Without as, operations apply to the named table in-place:

with sales              # operates on 'sales', modifying it
    filter active == True

With as, a new table is created:

with sales as active_sales    # creates 'active_sales', 'sales' unchanged
    filter active == True

Chaining

Multiple with blocks can be chained — the output of one becomes the input of the next:

load "data.csv" as raw

with raw as cleaned
    dropna price, quantity
    fillna 0

with cleaned as summary
    group by category
        agg sum price as total
    sort total desc

from — load from a database

Connect to a database and load one or more tables or query results into named DataFrames.
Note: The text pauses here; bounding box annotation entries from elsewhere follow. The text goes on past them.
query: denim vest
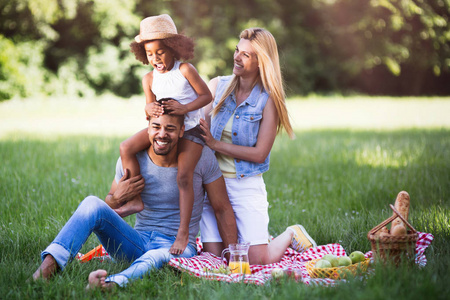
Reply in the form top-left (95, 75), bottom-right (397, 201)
top-left (211, 76), bottom-right (270, 178)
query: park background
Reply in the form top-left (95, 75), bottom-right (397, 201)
top-left (0, 0), bottom-right (450, 99)
top-left (0, 0), bottom-right (450, 300)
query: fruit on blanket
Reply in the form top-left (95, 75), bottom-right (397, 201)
top-left (349, 251), bottom-right (366, 264)
top-left (322, 254), bottom-right (339, 268)
top-left (271, 268), bottom-right (284, 279)
top-left (338, 256), bottom-right (352, 267)
top-left (316, 259), bottom-right (331, 269)
top-left (202, 266), bottom-right (231, 275)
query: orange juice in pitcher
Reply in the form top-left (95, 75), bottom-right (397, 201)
top-left (222, 243), bottom-right (252, 274)
top-left (228, 261), bottom-right (252, 274)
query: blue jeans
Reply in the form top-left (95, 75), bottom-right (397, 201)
top-left (41, 196), bottom-right (196, 286)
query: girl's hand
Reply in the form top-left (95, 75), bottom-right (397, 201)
top-left (145, 101), bottom-right (164, 120)
top-left (200, 119), bottom-right (217, 150)
top-left (162, 100), bottom-right (189, 115)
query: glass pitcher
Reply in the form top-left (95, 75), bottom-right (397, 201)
top-left (222, 243), bottom-right (251, 274)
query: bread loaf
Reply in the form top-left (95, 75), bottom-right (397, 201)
top-left (391, 191), bottom-right (409, 229)
top-left (391, 222), bottom-right (406, 236)
top-left (379, 226), bottom-right (390, 237)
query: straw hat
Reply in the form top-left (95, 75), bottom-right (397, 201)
top-left (134, 14), bottom-right (178, 43)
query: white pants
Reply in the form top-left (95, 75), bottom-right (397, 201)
top-left (200, 176), bottom-right (269, 245)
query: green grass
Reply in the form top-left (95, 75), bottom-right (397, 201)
top-left (0, 98), bottom-right (450, 299)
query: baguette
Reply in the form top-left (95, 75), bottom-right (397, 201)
top-left (379, 226), bottom-right (390, 237)
top-left (391, 191), bottom-right (409, 229)
top-left (391, 222), bottom-right (406, 236)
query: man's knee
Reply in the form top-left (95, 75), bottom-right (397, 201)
top-left (77, 195), bottom-right (108, 213)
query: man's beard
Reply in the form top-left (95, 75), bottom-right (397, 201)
top-left (152, 140), bottom-right (173, 155)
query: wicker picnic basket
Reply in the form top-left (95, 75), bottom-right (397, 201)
top-left (367, 204), bottom-right (418, 264)
top-left (306, 258), bottom-right (370, 279)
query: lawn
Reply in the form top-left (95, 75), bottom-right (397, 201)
top-left (0, 97), bottom-right (450, 299)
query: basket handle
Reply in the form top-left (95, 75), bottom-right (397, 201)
top-left (389, 204), bottom-right (417, 233)
top-left (369, 204), bottom-right (417, 235)
top-left (369, 215), bottom-right (397, 235)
from "<database_path_or_uri>"
    load <sql_table> as <df_name>, ...
    query "<SQL string>" as <df_name>

Load tables by name

from "data/mydb.sqlite"
    load orders as orders, customers as customers

Each load item reads the named SQL table with SELECT * FROM <table>. Multiple tables can be listed on a single line, comma-separated.

Run arbitrary SQL

from "data/mydb.sqlite"
    query "SELECT id, name FROM customers WHERE active = 1" as active_customers

Mix load and query in one block

from "data/mydb.sqlite"
    load orders as orders_raw
    query "SELECT category, SUM(amount) as total FROM orders GROUP BY category" as summary

The connection is opened once and all reads share it.

Supported sources

Source Example path Notes
SQLite "data/mydb.sqlite" Also .db, .sqlite3
DuckDB "data/warehouse.duckdb" Also .ddb
Python variable :conn_str Variable must hold a path or URI
PostgreSQL URI "postgresql://user:pass@host/db" Requires SQLAlchemy — see below
MySQL URI "mysql+pymysql://user:pass@host/db" Requires SQLAlchemy + driver
Other SQLAlchemy any dialect+driver://... URI Requires SQLAlchemy + driver

SQLAlchemy support (PostgreSQL, MySQL, and others)

For databases other than SQLite and DuckDB, Pivotal uses SQLAlchemy as the connection layer. SQLAlchemy is a Python library that provides a unified interface to many databases via connection URI strings.

Install SQLAlchemy and a driver:

# PostgreSQL
pip install sqlalchemy psycopg2-binary

# MySQL
pip install sqlalchemy pymysql

# Microsoft SQL Server
pip install sqlalchemy pyodbc

Usage:

from "postgresql://user:password@localhost:5432/mydb"
    load products as products
    query "SELECT * FROM orders WHERE status = 'open'" as open_orders

If SQLAlchemy is not installed, Pivotal will raise a clear error with the install command rather than a cryptic import failure.

Polars backend: Uses connectorx for URI sources if available (faster), falling back to SQLAlchemy + pl.from_pandas(). Install with pip install connectorx.

DuckDB backend: Uses DuckDB's native extensions (postgres_scanner, etc.) for URI sources rather than SQLAlchemy.


delete — remove a table

Remove a table from memory:

delete sales
delete temp_table

In Jupyter, this is equivalent to del sales in Python.

Tables must have compatible columns.